Hace poco, en estas mismas páginas, apareció un artículo que probablemente no tuvo eco alguno, donde se daba, con amargura, la noticia de que hasta este año el premio Fray Luis de León se les iba a escatimar –por falta de presupuesto– a los buenos traductores como galardón a su esfuerzo. Quien firmaba aquel artículo y emitía tales quejas era Esther Benítez, consagrada desde hace años de manera exclusiva a elaborar excelentes versiones del italiano y que se ha [194] atrevido, sin embargo, con autores como Boccaccio, Alfieri Gramsci, Moravia, Pavese, Calvino y Pasolini.

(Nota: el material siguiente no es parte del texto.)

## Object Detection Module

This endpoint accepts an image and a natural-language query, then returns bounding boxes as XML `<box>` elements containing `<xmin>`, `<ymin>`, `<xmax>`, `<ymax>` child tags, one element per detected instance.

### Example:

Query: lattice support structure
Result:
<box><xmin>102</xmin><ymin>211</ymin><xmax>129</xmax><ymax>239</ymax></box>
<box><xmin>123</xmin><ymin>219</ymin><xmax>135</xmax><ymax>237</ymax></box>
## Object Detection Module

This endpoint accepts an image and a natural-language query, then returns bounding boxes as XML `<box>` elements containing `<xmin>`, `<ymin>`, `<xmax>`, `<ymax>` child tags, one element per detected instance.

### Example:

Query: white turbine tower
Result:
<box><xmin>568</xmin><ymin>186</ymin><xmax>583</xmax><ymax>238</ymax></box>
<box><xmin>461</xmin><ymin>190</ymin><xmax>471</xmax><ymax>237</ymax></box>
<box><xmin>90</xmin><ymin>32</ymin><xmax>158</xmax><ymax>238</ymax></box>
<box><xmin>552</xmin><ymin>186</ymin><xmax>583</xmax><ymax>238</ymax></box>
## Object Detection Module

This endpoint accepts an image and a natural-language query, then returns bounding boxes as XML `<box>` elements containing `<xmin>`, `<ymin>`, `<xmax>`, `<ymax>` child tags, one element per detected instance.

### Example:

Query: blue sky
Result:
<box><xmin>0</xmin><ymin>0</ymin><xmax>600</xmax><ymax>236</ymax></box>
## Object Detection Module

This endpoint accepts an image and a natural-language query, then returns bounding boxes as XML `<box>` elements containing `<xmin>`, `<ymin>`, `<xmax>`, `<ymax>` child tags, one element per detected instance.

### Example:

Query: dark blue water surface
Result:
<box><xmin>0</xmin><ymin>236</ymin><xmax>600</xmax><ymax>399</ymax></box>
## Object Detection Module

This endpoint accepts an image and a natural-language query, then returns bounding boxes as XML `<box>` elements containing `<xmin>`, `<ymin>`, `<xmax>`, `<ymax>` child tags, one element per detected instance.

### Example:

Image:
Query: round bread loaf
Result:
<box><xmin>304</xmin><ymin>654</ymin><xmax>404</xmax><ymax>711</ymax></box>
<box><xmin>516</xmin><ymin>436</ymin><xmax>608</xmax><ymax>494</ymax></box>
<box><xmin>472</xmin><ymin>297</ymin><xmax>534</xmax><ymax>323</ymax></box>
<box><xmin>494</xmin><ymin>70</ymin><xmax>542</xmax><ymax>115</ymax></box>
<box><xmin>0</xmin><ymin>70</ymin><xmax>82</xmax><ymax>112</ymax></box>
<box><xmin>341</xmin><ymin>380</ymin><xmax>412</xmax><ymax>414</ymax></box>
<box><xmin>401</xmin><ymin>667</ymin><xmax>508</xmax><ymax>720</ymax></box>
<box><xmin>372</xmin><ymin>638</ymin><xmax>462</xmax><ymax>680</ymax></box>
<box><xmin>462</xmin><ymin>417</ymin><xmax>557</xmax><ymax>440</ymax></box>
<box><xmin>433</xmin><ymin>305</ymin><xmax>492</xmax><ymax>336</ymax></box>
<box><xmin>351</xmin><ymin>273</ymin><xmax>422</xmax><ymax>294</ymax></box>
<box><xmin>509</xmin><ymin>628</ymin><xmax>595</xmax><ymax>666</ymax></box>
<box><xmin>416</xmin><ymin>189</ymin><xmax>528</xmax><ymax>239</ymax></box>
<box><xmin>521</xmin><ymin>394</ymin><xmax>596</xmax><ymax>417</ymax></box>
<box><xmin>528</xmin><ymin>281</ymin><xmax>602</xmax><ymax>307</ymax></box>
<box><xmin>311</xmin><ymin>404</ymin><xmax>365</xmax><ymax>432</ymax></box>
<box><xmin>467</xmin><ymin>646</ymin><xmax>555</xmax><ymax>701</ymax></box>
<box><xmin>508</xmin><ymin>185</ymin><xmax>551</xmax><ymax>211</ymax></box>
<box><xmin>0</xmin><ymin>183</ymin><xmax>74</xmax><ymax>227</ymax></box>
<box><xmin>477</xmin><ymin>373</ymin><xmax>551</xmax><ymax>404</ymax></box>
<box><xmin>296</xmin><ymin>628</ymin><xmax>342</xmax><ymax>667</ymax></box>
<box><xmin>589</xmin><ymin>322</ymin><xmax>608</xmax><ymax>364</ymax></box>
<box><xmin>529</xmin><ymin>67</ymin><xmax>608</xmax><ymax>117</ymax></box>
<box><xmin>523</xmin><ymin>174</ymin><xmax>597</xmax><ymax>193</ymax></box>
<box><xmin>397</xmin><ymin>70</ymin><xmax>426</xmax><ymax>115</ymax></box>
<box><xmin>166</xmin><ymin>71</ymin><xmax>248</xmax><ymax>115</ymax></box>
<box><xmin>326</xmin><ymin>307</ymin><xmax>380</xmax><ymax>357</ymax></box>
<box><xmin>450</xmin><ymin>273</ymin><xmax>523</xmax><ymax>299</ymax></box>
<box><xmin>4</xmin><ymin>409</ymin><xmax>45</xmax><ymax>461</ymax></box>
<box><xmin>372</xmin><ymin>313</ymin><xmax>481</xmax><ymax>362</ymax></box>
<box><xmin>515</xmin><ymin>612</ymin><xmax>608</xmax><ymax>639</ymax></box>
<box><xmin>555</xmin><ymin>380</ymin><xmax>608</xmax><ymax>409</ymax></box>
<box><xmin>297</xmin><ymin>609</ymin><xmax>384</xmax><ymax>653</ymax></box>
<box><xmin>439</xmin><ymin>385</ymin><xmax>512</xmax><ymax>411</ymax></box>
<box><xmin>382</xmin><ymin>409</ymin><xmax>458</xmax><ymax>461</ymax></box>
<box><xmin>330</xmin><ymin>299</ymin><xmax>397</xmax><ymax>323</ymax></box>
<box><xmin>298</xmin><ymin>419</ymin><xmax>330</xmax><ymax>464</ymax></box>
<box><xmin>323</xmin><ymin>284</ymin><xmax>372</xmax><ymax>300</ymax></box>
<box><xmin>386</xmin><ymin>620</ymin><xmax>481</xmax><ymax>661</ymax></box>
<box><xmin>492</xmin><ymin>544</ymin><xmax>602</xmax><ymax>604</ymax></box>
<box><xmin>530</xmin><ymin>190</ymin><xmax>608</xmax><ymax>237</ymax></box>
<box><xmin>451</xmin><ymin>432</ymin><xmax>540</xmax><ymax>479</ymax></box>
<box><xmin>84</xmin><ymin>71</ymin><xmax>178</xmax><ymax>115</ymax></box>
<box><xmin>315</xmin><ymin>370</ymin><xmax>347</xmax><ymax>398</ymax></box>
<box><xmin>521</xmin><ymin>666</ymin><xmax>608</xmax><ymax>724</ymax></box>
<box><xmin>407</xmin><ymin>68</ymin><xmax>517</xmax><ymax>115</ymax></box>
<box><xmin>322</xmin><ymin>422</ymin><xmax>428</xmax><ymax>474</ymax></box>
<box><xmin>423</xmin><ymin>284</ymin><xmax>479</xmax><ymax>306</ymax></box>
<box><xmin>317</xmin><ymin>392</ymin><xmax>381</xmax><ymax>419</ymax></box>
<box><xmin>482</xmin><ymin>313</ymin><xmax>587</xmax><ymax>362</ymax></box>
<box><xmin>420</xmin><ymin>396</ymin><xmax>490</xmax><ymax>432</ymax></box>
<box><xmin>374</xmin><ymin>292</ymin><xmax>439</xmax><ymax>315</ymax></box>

Actualmente la editorial Alfaguara acaba de publicar una edición de Los novios de Manzoni a cargo de esta notable profesional de la traducción, a quien con este motivo ya es hora de rendir públicamente justicia. No sé lo que habrá percibido Esther Benítez como pago a su trabajo, pero desde ahora afirmo que todo lo que le hayan dado se lo merece. Dejando aparte la valoración de Manzoni y la consideración del interés que pueda tener esta densa novela de principios del XIX para el público de hoy, el aliento de Esther Benítez para emprender la tarea –acompañada de introducción, bibliografía y notas– corre parejas con la maravilla del resultado, digno de ovación.

Lo mismo podría decirse de la versión que recientemente ha ofrecido otra veterana de la traducción, Consuelo Bergés, de La cartuja de Parma de Stendhal en Alianza Editorial.

En ambos casos puedo afirmar –porque conozco las dos obras en su lengua original– que hay que descubrirse ante estas mujeres, para quienes traducir no es un lujo o una dedicación accesoria y excepcional, sino aquella que han elegido y en la que se mantienen contra viento y marea. Su contribución a las letras es impagable.